The congressional resolution called for a “10-year national mobilization” whose primary goals would be:

“Guaranteeing a job with a family-sustaining wage, adequate family and medical leave, paid vacations, and retirement security to all people of the United States.”

“Providing all people of the United States with – (i) high-quality health care; (ii) affordable, safe, and adequate housing; (iii) economic security; and (iv) access to clean water, clean air, healthy and affordable food, and nature.”

“Providing resources, training, and high-quality education, including higher education, to all people.”

“Meeting 100 percent of the power demand through clean, renewable, and zero-emission energy sources.”

“Repairing and upgrading the infrastructure in the United States, including by eliminating pollution and greenhouse gas emissions as much as technologically feasible.”

“Building or upgrading to energy-efficient, distributed, and ‘smart’ power grids, and working to ensure affordable access to electricity.”

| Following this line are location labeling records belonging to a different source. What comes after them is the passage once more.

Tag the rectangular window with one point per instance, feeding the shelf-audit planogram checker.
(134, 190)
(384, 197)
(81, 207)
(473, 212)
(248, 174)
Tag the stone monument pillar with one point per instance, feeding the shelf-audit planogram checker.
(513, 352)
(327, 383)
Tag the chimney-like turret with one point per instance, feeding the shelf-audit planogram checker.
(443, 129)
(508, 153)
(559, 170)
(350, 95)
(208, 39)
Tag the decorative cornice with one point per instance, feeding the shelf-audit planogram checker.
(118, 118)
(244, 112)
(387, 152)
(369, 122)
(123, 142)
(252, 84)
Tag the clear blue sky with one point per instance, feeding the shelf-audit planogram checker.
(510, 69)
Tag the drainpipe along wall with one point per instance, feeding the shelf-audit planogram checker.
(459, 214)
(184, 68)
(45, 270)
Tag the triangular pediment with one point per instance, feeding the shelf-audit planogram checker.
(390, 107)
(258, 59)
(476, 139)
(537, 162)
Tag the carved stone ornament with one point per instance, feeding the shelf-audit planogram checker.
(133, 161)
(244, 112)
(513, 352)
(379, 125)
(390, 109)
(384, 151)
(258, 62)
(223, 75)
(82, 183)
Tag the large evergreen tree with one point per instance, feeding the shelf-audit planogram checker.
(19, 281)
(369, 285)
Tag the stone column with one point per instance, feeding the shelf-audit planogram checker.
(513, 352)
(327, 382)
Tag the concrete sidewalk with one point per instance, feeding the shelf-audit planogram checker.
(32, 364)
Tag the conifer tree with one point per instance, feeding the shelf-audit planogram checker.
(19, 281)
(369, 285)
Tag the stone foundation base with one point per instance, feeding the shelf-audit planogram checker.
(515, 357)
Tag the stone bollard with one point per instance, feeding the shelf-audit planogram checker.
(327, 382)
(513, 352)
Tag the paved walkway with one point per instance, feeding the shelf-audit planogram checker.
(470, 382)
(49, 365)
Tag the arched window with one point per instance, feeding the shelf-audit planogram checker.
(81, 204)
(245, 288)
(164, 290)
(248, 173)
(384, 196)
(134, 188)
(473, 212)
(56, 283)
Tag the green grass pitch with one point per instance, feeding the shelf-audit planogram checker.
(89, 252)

“Upgrading all existing buildings in the United States and building new buildings to achieve maximal energy efficiency, water efficiency, safety, affordability, comfort, and durability, including through electrification.”

“Overhauling transportation systems in the United States to eliminate pollution and greenhouse gas emissions from the transportation sector as much as is technologically feasible, including through investment in – (i) zero-emission vehicle infrastructure and manufacturing; (ii) clean, affordable, and accessible public transportation; and (iii) high-speed rail.”

“Spurring massive growth in clean manufacturing in the United States and removing pollution and greenhouse gas emissions from manufacturing and industry as much as is technologically feasible.”

“Working collaboratively with farmers and ranchers in the United States to eliminate pollution and greenhouse gas emissions from the agricultural sector as much as is technologically feasible.”[54]